A Dutch reader reports, "Generally speaking there has been little or no military training for boys under the age of 17 in both Belgium and Holland, especially since World War I. Over the past hundred years or so there has been a strong undercurrent of pacifism in Dutch society and, to a lesser extent, in Belgium." The question of pacifism is an interesting subject in itself. The Dutch chose neutrality as a means of national defense. The Germans honored Dutch neutrality in World War I, but invaded and occupied the Netherlands in World War II. In World War II it was the sacrifices of soldiers from other countries which made possible the liberation of the country. The Netherlands is now a member of NATO. Pacifism given the European tragedy of two gastly world wars is understandable in Europe and springs from laudiable moral beliefs and values. Modern European pacifism, from an American perspective, however, is only possible today because America and Britain underwrote in lives and national trasure the liberation of Western Europe and its defense from Soviet domination for half a century during the Cold War (1945-89). The young people who disparage cadet programs and military service in general are only able to do so because others have been willing to make the sacrifices that have permitted the maintenance of an open democratic society. The Army Historical Society write that there was a cadet school in Alkmaar (1893-1921). It prepared boys for the Royal Military Academy. There was no separate military training for boys in the Dutch East Indies. The Dutch Navy reports that there is an active Sea Cadets Corps. In 2002 there were about ten active units. Some have their own websites. The Sea Cadet Corps seems more like a scout-like organization than an organization for military training.

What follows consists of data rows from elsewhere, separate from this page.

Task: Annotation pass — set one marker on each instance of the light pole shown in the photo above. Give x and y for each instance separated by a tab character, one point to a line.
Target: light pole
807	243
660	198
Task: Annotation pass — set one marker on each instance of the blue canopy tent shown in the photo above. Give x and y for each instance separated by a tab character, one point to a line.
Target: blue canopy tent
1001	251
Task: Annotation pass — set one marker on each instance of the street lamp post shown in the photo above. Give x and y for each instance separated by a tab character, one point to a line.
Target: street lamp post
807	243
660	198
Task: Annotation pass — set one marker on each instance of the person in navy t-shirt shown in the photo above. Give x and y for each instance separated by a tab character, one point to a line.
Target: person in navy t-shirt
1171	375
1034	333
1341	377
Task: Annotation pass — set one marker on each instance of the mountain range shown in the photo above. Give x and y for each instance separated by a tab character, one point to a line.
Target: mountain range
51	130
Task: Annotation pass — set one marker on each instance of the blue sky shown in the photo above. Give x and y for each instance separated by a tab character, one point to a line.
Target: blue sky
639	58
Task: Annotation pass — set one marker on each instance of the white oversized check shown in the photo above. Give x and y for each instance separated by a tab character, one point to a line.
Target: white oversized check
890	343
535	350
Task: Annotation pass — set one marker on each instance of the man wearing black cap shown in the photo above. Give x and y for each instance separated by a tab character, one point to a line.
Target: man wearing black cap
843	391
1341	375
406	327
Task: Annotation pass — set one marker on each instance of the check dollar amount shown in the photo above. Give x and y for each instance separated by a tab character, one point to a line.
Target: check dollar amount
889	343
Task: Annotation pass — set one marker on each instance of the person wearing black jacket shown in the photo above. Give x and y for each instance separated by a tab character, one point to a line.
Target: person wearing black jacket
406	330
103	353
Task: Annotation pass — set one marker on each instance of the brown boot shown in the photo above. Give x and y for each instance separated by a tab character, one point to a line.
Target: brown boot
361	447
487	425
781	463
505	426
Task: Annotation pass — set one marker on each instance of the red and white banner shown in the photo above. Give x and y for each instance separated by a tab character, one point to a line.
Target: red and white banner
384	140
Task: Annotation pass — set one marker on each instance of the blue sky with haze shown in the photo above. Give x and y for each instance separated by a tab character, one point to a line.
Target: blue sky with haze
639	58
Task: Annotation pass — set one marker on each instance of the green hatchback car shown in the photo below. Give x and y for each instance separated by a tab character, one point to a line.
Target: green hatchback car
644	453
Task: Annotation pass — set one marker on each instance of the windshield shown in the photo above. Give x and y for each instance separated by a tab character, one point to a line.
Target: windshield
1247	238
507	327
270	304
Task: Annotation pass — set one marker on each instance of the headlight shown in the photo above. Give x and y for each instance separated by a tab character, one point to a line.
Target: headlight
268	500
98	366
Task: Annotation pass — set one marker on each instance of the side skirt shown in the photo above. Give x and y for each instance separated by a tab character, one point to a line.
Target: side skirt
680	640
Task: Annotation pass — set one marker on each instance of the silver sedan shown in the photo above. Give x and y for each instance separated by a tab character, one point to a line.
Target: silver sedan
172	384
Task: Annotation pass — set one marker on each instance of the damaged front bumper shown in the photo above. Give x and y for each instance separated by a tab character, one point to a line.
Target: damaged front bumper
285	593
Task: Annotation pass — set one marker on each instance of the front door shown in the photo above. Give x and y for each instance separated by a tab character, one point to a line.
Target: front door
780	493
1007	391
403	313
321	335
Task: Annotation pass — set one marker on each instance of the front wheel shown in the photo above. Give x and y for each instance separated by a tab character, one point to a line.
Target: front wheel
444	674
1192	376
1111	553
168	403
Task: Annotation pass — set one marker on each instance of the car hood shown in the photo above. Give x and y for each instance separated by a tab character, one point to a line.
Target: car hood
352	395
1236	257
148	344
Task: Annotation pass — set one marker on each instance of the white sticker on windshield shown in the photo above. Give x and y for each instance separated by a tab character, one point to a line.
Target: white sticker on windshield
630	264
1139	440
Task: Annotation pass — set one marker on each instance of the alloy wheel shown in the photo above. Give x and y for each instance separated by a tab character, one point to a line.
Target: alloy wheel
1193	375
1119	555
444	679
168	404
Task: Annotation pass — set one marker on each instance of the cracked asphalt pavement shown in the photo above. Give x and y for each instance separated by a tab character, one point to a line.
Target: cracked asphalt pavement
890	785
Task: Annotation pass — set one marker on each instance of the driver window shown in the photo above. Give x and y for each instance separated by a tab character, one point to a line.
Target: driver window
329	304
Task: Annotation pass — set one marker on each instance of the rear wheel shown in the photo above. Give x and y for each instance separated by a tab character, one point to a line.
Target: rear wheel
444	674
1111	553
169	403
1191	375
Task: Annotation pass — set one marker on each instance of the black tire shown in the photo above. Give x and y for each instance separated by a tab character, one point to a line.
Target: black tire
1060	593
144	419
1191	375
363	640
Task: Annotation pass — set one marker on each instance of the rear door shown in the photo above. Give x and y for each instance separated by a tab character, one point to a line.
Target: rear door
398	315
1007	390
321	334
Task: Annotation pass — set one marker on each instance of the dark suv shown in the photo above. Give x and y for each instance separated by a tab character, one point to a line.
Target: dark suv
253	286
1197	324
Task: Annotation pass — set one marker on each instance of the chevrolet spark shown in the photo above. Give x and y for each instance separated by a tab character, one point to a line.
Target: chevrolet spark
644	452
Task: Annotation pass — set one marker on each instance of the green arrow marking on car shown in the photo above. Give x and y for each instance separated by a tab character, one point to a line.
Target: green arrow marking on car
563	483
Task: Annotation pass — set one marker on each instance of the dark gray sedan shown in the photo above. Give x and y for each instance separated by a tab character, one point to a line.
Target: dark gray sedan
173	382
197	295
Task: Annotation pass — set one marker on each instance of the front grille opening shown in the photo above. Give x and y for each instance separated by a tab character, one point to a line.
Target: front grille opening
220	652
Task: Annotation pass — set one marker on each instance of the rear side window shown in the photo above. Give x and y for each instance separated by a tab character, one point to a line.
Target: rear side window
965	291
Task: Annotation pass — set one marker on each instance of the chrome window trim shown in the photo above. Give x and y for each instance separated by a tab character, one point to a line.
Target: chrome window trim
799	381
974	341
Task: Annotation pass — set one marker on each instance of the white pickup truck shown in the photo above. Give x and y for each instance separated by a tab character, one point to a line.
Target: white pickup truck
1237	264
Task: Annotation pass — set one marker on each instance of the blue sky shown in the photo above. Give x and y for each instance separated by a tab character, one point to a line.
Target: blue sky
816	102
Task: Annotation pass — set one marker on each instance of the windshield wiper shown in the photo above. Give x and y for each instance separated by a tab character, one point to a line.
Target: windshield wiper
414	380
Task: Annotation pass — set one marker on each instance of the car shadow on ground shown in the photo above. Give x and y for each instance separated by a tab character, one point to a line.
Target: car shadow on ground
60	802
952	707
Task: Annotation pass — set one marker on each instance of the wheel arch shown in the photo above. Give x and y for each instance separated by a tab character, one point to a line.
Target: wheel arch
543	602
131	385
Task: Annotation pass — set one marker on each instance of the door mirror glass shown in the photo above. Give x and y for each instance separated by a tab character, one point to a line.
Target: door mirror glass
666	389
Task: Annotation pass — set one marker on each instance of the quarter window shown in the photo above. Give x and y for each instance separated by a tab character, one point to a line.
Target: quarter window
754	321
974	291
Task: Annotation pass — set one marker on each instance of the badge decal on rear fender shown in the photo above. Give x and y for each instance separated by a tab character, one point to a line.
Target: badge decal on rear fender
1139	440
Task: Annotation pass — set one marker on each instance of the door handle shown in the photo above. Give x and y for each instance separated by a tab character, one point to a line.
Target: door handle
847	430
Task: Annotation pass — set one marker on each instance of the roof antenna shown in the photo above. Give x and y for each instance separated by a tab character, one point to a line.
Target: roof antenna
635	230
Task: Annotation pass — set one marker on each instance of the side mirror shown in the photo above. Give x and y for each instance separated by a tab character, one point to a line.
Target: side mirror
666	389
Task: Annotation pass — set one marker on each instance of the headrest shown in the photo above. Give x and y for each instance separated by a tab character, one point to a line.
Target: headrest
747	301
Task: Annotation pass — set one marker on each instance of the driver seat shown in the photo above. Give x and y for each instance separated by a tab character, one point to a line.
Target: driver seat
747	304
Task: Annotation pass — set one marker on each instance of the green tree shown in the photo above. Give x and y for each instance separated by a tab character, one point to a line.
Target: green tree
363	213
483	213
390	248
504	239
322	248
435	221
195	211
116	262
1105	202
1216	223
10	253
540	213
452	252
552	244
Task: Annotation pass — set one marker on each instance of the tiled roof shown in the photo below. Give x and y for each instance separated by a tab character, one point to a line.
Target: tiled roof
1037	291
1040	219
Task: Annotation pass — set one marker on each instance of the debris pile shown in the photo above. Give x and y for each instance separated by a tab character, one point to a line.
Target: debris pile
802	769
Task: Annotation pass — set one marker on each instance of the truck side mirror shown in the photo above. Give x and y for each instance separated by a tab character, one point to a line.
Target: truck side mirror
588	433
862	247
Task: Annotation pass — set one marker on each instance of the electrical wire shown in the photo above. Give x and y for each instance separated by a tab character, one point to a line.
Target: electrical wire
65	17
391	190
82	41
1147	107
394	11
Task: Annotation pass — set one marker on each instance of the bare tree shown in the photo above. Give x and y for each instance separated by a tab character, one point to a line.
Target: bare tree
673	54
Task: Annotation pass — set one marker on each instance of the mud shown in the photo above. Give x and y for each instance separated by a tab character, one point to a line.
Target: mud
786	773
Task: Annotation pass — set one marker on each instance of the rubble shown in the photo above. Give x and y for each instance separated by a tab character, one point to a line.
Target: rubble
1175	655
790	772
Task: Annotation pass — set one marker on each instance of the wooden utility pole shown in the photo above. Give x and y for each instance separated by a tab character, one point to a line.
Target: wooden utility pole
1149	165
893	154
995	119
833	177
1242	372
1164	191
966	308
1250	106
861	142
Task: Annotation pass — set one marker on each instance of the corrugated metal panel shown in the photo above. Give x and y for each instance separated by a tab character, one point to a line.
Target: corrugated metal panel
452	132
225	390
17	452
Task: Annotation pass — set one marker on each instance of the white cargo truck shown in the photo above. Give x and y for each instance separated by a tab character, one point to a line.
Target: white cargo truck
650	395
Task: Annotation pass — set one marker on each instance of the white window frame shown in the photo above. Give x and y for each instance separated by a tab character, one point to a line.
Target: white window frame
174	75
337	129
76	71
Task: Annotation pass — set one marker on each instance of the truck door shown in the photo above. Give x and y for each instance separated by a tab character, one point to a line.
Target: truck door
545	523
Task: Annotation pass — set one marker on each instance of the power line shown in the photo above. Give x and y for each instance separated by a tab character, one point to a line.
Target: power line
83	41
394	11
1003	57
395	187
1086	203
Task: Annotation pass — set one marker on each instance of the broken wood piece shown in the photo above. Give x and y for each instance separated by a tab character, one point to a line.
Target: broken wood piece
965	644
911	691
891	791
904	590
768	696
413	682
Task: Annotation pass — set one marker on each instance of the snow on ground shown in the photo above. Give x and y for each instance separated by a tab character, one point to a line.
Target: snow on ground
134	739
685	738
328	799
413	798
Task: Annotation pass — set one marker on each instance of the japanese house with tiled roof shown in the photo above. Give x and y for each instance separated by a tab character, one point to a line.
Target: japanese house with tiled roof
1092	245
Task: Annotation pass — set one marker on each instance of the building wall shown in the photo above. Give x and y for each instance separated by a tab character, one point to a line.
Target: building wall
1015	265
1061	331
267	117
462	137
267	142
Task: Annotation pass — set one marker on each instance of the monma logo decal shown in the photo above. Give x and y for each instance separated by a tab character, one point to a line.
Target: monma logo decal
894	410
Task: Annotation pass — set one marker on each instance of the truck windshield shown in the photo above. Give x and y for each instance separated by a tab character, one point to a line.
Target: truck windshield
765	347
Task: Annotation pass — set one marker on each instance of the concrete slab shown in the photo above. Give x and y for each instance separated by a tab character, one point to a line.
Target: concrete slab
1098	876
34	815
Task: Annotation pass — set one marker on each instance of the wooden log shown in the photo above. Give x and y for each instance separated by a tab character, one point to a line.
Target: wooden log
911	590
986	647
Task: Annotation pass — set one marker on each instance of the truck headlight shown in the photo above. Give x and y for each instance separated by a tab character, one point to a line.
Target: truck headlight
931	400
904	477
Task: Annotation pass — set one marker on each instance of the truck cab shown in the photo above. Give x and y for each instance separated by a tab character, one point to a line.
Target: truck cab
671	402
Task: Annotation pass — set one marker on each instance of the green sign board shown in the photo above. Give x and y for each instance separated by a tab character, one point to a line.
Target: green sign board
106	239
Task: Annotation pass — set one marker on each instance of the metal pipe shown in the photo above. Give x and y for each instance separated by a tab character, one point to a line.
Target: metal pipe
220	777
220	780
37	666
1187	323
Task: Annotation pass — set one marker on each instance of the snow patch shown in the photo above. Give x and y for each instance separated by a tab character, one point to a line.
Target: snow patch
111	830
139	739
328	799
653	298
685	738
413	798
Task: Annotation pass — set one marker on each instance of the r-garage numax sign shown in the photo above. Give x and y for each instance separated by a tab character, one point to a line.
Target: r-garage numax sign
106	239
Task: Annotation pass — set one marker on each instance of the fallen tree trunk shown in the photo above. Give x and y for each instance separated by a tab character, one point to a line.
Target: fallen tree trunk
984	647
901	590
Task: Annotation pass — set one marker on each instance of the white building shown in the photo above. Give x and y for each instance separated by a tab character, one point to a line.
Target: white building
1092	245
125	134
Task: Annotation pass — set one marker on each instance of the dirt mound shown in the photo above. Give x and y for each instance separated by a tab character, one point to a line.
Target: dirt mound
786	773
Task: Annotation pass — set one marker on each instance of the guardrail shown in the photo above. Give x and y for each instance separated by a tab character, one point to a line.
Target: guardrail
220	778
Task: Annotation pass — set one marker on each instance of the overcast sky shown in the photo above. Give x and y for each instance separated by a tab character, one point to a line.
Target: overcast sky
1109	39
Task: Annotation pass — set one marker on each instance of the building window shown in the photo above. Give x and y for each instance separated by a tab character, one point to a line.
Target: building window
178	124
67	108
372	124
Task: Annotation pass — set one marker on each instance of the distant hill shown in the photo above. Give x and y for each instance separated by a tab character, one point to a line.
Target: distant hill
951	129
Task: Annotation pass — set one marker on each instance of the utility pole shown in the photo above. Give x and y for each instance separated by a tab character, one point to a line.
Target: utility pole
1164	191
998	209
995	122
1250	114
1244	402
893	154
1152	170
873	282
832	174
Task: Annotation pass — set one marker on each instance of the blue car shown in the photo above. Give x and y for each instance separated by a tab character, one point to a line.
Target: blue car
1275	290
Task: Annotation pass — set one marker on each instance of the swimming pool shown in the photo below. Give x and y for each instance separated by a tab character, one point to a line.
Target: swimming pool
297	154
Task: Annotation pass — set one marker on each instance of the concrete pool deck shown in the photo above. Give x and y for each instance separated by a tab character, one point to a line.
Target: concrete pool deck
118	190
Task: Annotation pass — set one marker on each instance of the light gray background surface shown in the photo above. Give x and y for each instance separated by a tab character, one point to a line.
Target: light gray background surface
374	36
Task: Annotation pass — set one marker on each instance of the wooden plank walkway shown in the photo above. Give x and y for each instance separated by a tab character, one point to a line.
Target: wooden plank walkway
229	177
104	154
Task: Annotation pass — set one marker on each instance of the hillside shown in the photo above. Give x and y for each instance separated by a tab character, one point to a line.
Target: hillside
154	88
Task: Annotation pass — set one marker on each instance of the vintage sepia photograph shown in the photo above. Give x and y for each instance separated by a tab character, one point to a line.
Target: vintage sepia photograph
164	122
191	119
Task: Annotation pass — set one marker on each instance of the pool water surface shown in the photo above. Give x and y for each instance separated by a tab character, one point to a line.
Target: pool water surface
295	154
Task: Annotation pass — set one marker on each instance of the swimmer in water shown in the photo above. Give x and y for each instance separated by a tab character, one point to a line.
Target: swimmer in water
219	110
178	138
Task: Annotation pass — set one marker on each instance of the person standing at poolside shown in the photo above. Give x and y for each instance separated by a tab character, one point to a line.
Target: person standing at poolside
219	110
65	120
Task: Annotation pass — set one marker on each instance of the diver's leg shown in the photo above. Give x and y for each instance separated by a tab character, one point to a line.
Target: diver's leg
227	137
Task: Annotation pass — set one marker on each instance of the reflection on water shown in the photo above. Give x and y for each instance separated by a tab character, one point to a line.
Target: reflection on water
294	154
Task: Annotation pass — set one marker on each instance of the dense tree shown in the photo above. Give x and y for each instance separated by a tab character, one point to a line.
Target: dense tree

The Soviet Union had a military program for school children. Unlike the cadet programs in England and America, it was not optional. The Soviet program did not have mandatory uniforms. It was discontinued upon the disolution of the Soviet Union, but Acting-President Putin's Governent in 2000 is reinstituting it.
Scotland like England has an active cadet program where secondary school clildren receive some basic military instruction. The program began before World War I, but I have few details on the history of the program. The dress uniform at most groups is the kilt,
but for training, pants are generally worn.
The Australian Cadet uniform vary slightly between each regiment. Usually all cadets wear Australian Army DPCU (Camo clothes) and each regiment have their
individual headware, except for officers who have the Australian Army Slouch hat. Boots are black and leather. The previous uniform used to be just plain tannish green. The boys ages usually vary from 12-18. Activities include: archery, abseiling (repeling), rifles shooting, rock climbing, horse riding. You get lessons in 1st Aid, survival, living in the bush, campcraft, self-defense etc. There is usally a camp of training called Bivouac and a normal camp to use the skill and learn to patrol. Cadets are not as popular as Boy Scouts, but there is stil an average of 100 boys per regiment and there are about 40 regiments.
New Zealand like other former British colonies has had an active cadet program, preparing secondary-age boys for military service. So far I have few details about the cadet program in New Zealand. The uniforms involved have generally followed the uniforms of the New Zealand military.